Four men - two of them from Florida and two from North Carolina - came to Alabama in March to commit financial crimes, according.
A federal grand jury in Birmingham this week issued two separate indictments accusing the suspects of traveling to the state to commit access device fraud, Acting U.S. Attorney Robert O. Posey, and U.S. Secret Service Special Agent in Charge Michael Williams announced Friday.
A two-count indictment filed in U.S. District Court charges Alexander Acosta, 27, and Yester Luis Rodriguez Duque, 34, both of Florida, with conspiracy to use, possess and traffic in counterfeit and unauthorized access devices, and with possessing 15 or more of the fraudulent cards.
According to the indictment, Acosta and Duque traveled to Alabama in March to use counterfeit cards to obtain money, goods and services, and that Acosta used at least one of these cards at a Walmart in Vestavia Hills on March 15. At the time, they were in possession of 15 or more counterfeit or unauthorized access devices.
In an unrelated case, the grand jury indicted Charles Antonio Rice, 27, and Hermes Chimaera-El, 35, with two counts of conspiracy to commit access device fraud in March. Additionally, Rice is charged with possessing device-making equipment on March 21. Both men are from North Carolina.

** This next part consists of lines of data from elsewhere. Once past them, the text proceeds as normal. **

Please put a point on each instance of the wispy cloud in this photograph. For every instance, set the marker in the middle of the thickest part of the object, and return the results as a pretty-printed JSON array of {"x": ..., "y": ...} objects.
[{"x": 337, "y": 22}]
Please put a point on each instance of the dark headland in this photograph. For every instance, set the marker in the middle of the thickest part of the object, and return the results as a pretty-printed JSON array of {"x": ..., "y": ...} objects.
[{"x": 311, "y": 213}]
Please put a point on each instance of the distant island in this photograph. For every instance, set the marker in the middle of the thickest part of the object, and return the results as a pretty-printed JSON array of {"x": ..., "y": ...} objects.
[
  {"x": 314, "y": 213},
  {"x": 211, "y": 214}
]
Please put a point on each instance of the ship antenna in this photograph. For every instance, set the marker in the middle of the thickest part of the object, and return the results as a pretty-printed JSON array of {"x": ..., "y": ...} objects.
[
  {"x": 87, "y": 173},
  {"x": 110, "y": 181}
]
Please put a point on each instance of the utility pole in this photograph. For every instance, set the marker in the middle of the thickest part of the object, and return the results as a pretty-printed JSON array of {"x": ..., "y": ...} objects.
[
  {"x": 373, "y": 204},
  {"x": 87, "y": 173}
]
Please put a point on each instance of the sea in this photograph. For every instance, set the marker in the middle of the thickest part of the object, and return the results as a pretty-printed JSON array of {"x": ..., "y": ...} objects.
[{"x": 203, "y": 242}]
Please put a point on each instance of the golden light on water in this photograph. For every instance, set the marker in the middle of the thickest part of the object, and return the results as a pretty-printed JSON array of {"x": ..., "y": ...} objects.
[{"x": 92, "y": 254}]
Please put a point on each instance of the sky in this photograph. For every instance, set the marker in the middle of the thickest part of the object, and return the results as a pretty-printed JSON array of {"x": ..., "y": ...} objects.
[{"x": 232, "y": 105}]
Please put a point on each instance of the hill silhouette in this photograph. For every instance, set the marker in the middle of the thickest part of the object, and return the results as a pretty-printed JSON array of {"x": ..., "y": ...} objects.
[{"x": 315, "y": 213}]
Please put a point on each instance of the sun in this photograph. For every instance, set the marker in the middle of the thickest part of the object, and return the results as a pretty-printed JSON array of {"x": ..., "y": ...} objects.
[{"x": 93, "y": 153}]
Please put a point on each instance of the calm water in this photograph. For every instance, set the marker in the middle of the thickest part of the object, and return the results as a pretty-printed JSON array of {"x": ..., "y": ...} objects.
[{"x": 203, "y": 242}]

Authorities say Rice and Chimaera-El obtained counterfeit access devices encoded with their own names, but with account numbers belonging to Alabama residents. The pair came to north Alabama in order to use the fraudulent cards to obtain money, goods and services. Rice had an MSRX6 Bluetooth card encoder, according to the indictment.
The U.S. Secret Service investigated both cases in conjunction with its financial service investigator and the Jefferson County Regional Financial Fraud Task Force. Assistant U.S. Attorneys Robin Beardsley Mark and Erica Williamson Barnes are prosecuting the cases.

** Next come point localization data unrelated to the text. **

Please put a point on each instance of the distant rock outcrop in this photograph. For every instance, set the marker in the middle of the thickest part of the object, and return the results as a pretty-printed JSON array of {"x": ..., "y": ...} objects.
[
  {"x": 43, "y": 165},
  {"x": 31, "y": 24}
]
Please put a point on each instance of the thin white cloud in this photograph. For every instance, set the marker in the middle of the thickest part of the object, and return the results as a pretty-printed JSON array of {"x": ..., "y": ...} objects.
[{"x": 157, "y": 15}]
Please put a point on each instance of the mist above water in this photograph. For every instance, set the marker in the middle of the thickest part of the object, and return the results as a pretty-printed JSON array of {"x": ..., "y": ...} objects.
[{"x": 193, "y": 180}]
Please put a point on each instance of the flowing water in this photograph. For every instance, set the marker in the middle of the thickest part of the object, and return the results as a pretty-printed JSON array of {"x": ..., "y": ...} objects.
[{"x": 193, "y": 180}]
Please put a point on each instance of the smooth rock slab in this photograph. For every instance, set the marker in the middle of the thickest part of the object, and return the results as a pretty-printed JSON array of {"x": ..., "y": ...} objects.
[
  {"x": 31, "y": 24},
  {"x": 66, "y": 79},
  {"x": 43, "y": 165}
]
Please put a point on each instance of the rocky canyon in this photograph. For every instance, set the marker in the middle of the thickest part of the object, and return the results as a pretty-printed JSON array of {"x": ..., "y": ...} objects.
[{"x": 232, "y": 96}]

The maximum penalty for conspiracy to use, possess or traffic in unauthorized or counterfeit access devices is five years in prison and a $250,000 fine. The maximum penalty for possessing 15 or more unauthorized or counterfeit access devices is 10 years in prison and a $250,000 fine, and the maximum penalty for possessing device-making equipment is 15 years in prison and a $250,000 fine.
"The two unrelated cases indicted this week are prime examples of financial crime frequently committed through the creation and use of fraudulent debit, credit and gift cards," Posey said in a prepared statement. "We are fortunate in the Birmingham Metro Area to have the Jefferson County Regional Financial Crimes Task Force, which brings local law enforcement in the county together with the U.S. Secret Service to quickly respond to and investigate these type of crimes."

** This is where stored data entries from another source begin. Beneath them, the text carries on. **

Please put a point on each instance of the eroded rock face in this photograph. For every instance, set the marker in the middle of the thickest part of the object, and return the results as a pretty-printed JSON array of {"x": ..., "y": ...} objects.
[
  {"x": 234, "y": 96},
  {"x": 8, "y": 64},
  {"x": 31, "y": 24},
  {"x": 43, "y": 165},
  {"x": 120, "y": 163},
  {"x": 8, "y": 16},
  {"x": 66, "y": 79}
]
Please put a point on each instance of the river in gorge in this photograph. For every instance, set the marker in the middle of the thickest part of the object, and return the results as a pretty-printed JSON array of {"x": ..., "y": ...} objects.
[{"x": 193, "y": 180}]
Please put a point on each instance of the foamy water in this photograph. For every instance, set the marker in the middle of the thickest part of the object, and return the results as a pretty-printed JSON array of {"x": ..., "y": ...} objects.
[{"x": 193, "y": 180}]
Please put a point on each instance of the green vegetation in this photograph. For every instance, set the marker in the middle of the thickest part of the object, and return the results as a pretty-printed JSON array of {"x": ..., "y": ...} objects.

"Technology has forever changed the way we do business, making every day financial transactions a prime target for fraud," Williams said, also in a statement . "The Secret Service, in conjunction with the Jefferson County Regional Financial Crimes Task Force, continues to successfully combat financial crimes in the metro area by adapting our investigative methodologies, and educating the general public."